5) According to the Department of Energy, hemp as a biomass
fuel producer requires the least specialized growing and processing procedures of all hemp products. The hydrocarbons in hemp
can be processed into a wide range of biomass energy sources, from fuel pellets to liquid fuels and gas. Development of biofuels
could significantly reduce our consumption of fossil fuels and nuclear power.
6) Hemp grows well without herbicides, fungicides, or
pesticides. Almost half of the agricultural chemicals used on US crops are applied to cotton.
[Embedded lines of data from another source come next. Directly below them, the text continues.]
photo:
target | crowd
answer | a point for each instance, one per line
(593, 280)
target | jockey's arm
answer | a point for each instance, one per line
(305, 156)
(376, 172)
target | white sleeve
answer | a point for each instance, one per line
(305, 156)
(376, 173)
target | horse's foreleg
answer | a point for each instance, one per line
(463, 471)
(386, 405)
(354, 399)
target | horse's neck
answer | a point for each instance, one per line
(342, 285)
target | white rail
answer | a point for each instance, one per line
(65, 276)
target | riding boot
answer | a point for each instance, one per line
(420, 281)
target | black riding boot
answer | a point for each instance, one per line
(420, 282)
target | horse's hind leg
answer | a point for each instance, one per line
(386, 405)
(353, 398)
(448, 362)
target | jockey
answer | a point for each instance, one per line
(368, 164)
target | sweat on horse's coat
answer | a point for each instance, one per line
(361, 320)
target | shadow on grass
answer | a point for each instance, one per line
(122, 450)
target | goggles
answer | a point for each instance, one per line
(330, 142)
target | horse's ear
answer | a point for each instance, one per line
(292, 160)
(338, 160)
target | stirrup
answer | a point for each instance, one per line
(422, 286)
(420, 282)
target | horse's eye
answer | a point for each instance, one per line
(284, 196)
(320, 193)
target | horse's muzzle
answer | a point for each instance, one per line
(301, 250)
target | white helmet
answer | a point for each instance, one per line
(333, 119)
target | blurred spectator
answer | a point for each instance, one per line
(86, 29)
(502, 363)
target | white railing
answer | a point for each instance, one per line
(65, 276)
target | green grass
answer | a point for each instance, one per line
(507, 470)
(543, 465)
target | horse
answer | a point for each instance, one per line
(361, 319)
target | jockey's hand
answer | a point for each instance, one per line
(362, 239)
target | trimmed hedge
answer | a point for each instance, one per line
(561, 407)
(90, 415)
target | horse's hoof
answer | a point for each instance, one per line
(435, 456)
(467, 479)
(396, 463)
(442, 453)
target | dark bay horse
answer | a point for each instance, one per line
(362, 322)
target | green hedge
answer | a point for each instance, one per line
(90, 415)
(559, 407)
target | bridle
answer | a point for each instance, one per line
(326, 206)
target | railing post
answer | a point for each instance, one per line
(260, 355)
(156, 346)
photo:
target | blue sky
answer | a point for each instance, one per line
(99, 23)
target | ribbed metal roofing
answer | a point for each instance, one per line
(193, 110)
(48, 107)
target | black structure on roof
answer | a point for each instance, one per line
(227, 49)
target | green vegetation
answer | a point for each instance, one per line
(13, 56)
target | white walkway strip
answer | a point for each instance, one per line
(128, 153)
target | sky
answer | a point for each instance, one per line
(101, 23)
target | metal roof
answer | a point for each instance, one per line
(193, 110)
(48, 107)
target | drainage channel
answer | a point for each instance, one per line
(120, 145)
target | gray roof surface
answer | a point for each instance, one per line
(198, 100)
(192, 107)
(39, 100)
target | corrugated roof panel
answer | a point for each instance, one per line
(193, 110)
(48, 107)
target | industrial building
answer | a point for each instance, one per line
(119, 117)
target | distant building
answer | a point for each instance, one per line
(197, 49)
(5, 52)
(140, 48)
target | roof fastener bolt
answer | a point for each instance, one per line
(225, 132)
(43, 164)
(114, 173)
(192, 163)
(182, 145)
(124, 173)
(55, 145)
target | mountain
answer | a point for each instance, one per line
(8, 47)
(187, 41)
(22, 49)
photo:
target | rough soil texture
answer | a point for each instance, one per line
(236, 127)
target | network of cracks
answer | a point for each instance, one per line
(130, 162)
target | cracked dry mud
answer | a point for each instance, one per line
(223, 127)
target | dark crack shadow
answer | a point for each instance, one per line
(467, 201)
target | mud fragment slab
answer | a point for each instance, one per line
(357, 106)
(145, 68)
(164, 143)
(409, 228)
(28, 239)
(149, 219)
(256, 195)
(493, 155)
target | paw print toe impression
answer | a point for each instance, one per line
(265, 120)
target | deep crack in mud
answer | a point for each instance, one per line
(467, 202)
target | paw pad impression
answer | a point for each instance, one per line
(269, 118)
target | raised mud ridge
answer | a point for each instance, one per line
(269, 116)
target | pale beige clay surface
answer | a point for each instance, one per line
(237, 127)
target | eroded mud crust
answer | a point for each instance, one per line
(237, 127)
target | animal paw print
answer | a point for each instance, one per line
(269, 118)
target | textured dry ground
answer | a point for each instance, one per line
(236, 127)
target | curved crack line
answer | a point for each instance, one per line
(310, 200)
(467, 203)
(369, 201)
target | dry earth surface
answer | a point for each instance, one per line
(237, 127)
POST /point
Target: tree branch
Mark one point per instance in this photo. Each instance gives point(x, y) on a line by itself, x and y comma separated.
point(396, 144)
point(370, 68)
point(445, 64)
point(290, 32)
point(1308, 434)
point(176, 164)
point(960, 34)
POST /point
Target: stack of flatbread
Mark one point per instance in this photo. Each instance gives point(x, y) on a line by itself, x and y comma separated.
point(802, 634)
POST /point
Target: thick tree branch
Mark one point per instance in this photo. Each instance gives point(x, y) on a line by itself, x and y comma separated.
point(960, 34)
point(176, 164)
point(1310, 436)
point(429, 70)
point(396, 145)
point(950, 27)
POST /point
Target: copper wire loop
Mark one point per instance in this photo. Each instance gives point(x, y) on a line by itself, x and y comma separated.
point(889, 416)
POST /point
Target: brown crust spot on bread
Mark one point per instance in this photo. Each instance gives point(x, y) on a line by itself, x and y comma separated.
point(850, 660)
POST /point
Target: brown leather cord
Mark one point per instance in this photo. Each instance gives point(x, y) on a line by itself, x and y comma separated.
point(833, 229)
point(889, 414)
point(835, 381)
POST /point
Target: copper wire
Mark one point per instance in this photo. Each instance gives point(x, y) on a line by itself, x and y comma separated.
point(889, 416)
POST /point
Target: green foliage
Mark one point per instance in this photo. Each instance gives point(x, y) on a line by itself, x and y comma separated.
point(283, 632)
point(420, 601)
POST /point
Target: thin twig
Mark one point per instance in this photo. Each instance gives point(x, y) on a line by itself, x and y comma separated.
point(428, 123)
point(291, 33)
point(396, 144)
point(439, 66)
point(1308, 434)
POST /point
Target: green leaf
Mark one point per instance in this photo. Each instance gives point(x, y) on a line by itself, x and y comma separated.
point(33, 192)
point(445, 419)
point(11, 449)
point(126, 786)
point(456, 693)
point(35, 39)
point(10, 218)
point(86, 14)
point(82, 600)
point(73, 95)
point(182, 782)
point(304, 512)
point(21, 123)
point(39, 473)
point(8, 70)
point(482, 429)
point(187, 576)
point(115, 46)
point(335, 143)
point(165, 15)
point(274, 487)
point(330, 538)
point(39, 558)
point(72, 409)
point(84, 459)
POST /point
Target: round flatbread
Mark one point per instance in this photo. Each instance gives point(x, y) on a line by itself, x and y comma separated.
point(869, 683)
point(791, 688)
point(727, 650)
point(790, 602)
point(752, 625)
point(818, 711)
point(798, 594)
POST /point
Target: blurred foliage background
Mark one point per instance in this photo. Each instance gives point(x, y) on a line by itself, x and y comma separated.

7) Hemp produces more pulp per acre than timber on a sustainable
basis, and can be used for every quality of paper. Hemp paper manufacturing can reduce wastewater contamination. Hemp's low
lignin content reduces the need for acids used in pulping, and it's creamy color lends itself to environmentally friendly
bleaching instead of harsh chlorine compounds. Less bleaching results in less dioxin and fewer chemical byproducts. It grows
in months compared to trees, that take years to grow.
8) Hemp fiber paper resists decomposition, and does not
yellow with age when an acid-free process is used. Hemp paper more than 1,500 years old has been found. It can also be recycled
9) Hemp fiberboard produced by Washington State University
was found to be twice as strong as wood-based fiberboard.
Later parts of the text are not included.